During the initial discovery of sapphires in the Yogo district, John Burke and Pat Sweeney located the Fourth of July placer claim on, appropriately enough, July 4, 1896. The mine went through a series of owners over the next 18 years. Burke and Sweeney sold to American Sapphire Co. Yogo Lapidary Co. then ran the operations from 1904-1909, selling to Yogo American Sapphire Co. Finally, New Mine Sapphire Syndicate purchased the mine in 1914 and immediately closed it down for good.
Mining methods on the seven claims were similar to those used on the neighboring New Mine Sapphire Syndicate properties. The ore was initially reached through two adits with crosscut drifting. Crews later sank a 300-foot shaft and developed three levels. Processing of the ore was quite different, however. The American mine ran ore through a concentrator set near the portal of the mine. The ore passed first through a 4-inch grizzly to a jaw crusher. The smaller pieces were then run through a series of sizing screens, followed by Woodbury jigs; the concentrates at this point averaged 5-10 percent sapphires. After treatment in a Blake-Morscher electrostatic machine, the final concentrates were 50-90 percent sapphires. Final cleaning and sorting was done by hand. Large pieces of ore were set out to weather before running through the concentrator again. The plant could process 75 to 100 tons of ore each day.
The concentrator recovered a much higher percentage of stones than the sluicing method used by the English company.

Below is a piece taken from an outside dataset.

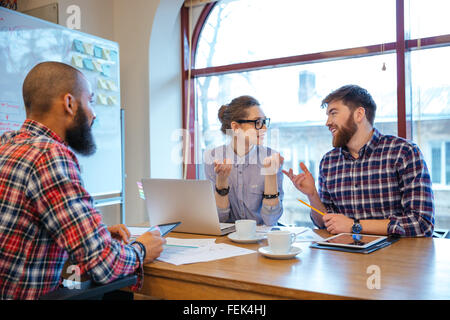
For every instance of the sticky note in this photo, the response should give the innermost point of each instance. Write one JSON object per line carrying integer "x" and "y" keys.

Yogo American Sapphire Co. recovered nearly 95 percent of the small stones and close to 100 percent of the large gems. All of the mine's output was sold in the United States. Starting in 1903, many of the stones were cut and polished in a special department at the cutting facility located at the mine site. Three years later, some of the stones were sent to a new sapphire cutting facility located in Great Falls. The mine had produced $30,000 worth of sapphires up to 1904. Operations picked up considerably after this, and the output for 1906 was $250,000. The total production of the Yogo American Sapphire Co. was estimated at 3 million carats.


Following the discovery of sapphires in placer deposits and the associated lode claims, the New Mine Sapphire Syndicate of London bought a majority of the claims on the eastern end of the dike in 1897. The company initially used simple hand mining methods to recover the gems, with workers hauling dirt by wagons to a sluice for washing. The company sank a 60-foot shaft in the dike that first year and mining methods resembled those used in any underground operation.

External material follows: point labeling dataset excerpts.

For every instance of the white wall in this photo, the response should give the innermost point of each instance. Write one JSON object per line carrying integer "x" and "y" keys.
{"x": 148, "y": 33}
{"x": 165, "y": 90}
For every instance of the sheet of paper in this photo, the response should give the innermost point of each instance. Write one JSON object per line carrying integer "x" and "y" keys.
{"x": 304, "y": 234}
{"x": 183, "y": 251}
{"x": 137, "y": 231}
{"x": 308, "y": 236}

Ore from greater depth was harder than that removed from open pits, and the company altered its recovery methods. The ore was first spread out two feet thick in a disintegration yard where it was wetted periodically and left to weather. This yard was about 250 feet square and was floored with planks 2 inches thick. After weathering, crews ran the ore through sluices with iron grated riffles set a few feet apart to trap the sapphires. Unlike gold placer operations, however, rock that passed over the riffles initially was not discarded, but was instead set aside to weather again. All of the ore was weathered and run through sluices four times before being thrown on the tailing pile. The rough stones were processed in an electromagnetic separator to remove pyrites and then hand sorted. The company shipped the sapphires to London where the best quality were cut for gems while others were refined for watch jewels, instrument bearings and abrasives.